In una scena diventata iconica di “Lost in translation”, secondo film da regista di Sofia Coppola, i protagonisti Bill Murray e Scarlett Johansson finiscono col cantare in una stanza karaoke di Tokyo. Sono passati più di vent’anni da quel film, ma se Murray e Johansson capitassero a Bari oggi, potrebbero rifare quella scena alla perfezione. Perché a Bari il karaoke funziona ancora, e pure tanto. D’altronde è la città che ha fatto parlare di sé tutta Italia con quella “Maledetta primavera” urlata nella notte da migliaia di giovani per strada, tema che ha tenuto banco per settimane fra polemiche e denunce di “malamovida”, e teorie per trovare il complicato punto di equilibrio fra il divertimento dei giovani e il riposo dei residenti.
L’allenamento delle ugole, quindi, a Bari pare non mancare, nonostante il karaoke sia fenomeno più che datato, considerato che le sue origini pare risalgano a una sessantina di anni fa, divise fra Stati Uniti e Giappone. E in Italia, nonostante il Fiorello dalla lunga chioma sia un lontano ricordo, quando attraversava le piazze d’Italia con il suo “Karaoke” regalando gli insperati quindici minuti di celebrità (televisivi) proprio a tutti, la voglia di cantare proprio non è passata. A Bari i più attempati ricordano le serate karaoke al fu Kanthòs, ma esistono ancora e anzi, sono frequentatissime e attesissime. Di indirizzi ne esistono diversi, solitamente gli appuntamenti cadono dal giovedì fino al fine settimana. Il Priscio, per esempio, è un locale dove il karaoke è sempre assicurato – e propone spesso una serie di eventi musicali – così come il non lontano Western village accende il microfono solitamente fra il giovedì e il venerdì. D’altronde la tecnologia aiuta, basta avere uno schermo e una connessione internet, i testi delle canzoni si trovano facilmente e il gioco è presto fatto.
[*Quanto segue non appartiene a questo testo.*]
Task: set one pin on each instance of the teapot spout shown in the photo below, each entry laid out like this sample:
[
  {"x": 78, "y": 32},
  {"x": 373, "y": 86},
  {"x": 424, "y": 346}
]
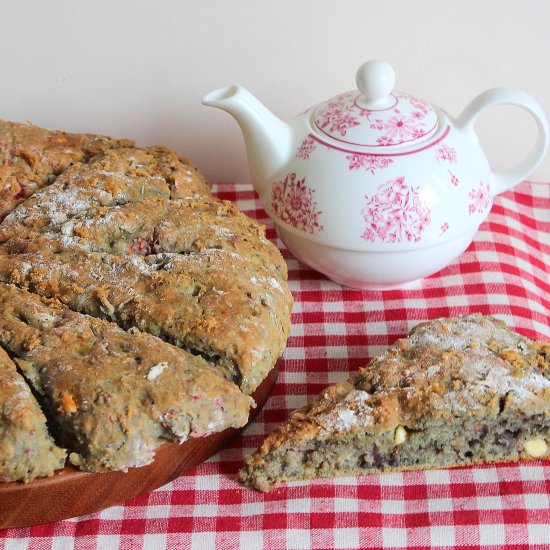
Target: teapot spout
[{"x": 268, "y": 139}]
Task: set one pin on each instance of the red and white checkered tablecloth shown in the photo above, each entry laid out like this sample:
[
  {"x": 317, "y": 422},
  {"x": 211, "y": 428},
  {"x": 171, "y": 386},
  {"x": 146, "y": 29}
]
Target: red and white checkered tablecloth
[{"x": 505, "y": 272}]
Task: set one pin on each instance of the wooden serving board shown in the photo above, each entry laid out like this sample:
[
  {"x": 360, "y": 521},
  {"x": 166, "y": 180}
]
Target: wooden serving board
[{"x": 70, "y": 492}]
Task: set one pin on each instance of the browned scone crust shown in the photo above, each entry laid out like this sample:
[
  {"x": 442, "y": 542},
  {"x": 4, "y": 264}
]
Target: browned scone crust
[
  {"x": 129, "y": 238},
  {"x": 113, "y": 396},
  {"x": 31, "y": 157},
  {"x": 27, "y": 451},
  {"x": 92, "y": 225},
  {"x": 456, "y": 391}
]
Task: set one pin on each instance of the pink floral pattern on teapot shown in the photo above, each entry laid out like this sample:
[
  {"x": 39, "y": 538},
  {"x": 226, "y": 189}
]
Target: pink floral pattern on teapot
[
  {"x": 292, "y": 200},
  {"x": 395, "y": 214},
  {"x": 408, "y": 119}
]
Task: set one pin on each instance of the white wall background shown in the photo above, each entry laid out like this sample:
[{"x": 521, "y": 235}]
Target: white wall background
[{"x": 136, "y": 68}]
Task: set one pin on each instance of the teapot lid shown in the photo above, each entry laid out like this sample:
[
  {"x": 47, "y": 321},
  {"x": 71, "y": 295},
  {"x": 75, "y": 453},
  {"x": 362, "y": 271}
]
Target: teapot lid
[{"x": 376, "y": 115}]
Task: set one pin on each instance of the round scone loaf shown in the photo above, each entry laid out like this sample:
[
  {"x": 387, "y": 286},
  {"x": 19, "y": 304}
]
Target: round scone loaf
[{"x": 135, "y": 237}]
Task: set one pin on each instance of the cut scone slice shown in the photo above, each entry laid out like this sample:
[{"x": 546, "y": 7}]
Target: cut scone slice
[
  {"x": 456, "y": 391},
  {"x": 32, "y": 157},
  {"x": 27, "y": 451},
  {"x": 112, "y": 396},
  {"x": 124, "y": 238}
]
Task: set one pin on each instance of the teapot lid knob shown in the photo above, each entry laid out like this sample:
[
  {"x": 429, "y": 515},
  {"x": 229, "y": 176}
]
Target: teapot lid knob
[{"x": 375, "y": 79}]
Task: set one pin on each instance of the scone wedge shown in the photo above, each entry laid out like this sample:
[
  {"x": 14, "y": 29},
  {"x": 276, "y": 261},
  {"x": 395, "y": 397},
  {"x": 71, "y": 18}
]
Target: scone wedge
[
  {"x": 113, "y": 397},
  {"x": 456, "y": 391},
  {"x": 27, "y": 450}
]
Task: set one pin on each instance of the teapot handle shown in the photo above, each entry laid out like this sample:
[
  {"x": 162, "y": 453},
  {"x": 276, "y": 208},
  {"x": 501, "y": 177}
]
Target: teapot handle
[{"x": 502, "y": 181}]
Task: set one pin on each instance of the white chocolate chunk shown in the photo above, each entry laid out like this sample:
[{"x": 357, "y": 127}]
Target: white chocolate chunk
[
  {"x": 535, "y": 447},
  {"x": 400, "y": 435}
]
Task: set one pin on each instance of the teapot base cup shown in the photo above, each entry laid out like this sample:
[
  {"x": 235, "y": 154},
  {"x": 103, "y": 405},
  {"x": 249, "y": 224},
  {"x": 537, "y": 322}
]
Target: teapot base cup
[{"x": 368, "y": 270}]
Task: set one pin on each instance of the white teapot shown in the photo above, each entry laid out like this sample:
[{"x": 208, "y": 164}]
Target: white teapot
[{"x": 376, "y": 188}]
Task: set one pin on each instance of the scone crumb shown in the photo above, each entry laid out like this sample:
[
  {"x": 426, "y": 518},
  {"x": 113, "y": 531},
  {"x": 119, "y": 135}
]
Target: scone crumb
[
  {"x": 68, "y": 405},
  {"x": 536, "y": 447},
  {"x": 400, "y": 435}
]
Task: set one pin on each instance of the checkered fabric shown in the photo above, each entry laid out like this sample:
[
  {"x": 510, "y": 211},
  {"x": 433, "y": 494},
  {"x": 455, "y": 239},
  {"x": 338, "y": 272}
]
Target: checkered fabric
[{"x": 505, "y": 272}]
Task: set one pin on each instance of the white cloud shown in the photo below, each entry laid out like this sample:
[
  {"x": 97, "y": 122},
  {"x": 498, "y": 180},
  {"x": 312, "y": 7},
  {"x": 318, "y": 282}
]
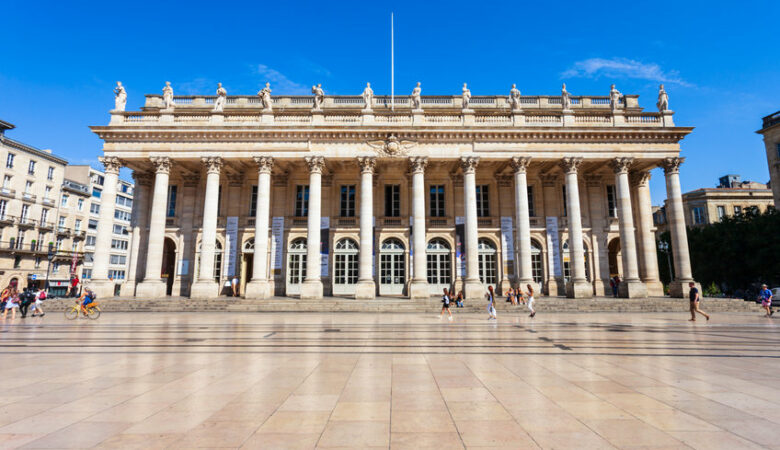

Risponde il ristorante-pizzeria Bahari con il suo karaoke, sempre nel fine settimana, anche se il cuore caldo del fenomeno sembra essere nella zona dell’Umbertino – sì, proprio quella “canterina” di “Maledetta primavera”: capita quindi che si levino voci da Pamperi, mentre l’adiacente Panificio Signorile ha di recente inaugurato un format che prevede karaoke in compagnia di una drag queen. Canzoni a squarciagola di tanto in tanto anche da La Iosa, sempre in via Abbrescia, e qui le differenze generazionali a volte balzano all’occhio, con i più giovani che conoscono i brani di Olly a memoria e lasciano muti i più adulti, per poi ritrovarsi a cantare tutti insieme Giorgia, senza farsi prendere dall’ansia dell’età. Ancora sulla stessa strada, karaoke nel menu di Enos – Cantina del gusto, ma la menzione d’onore è per la Caffetteria Costanza, poco distante: anche qui il karaoke va per la maggiore, e spesso vi si danno appuntamento gli studenti Erasmus. Ma a differenza degli altri locali che pubblicizzano le serate tramite i social, da Costanza vige ancora la regola del passaparola. Perché se karaoke deve essere, tanto vale farlo per bene: e quindi tornare indietro e tuffarsi negli anni 90, quando gli appuntamenti ce li si dava a voce, ci si incontrava per caso, e le serate partivano così, senza aver fatto alcun programma.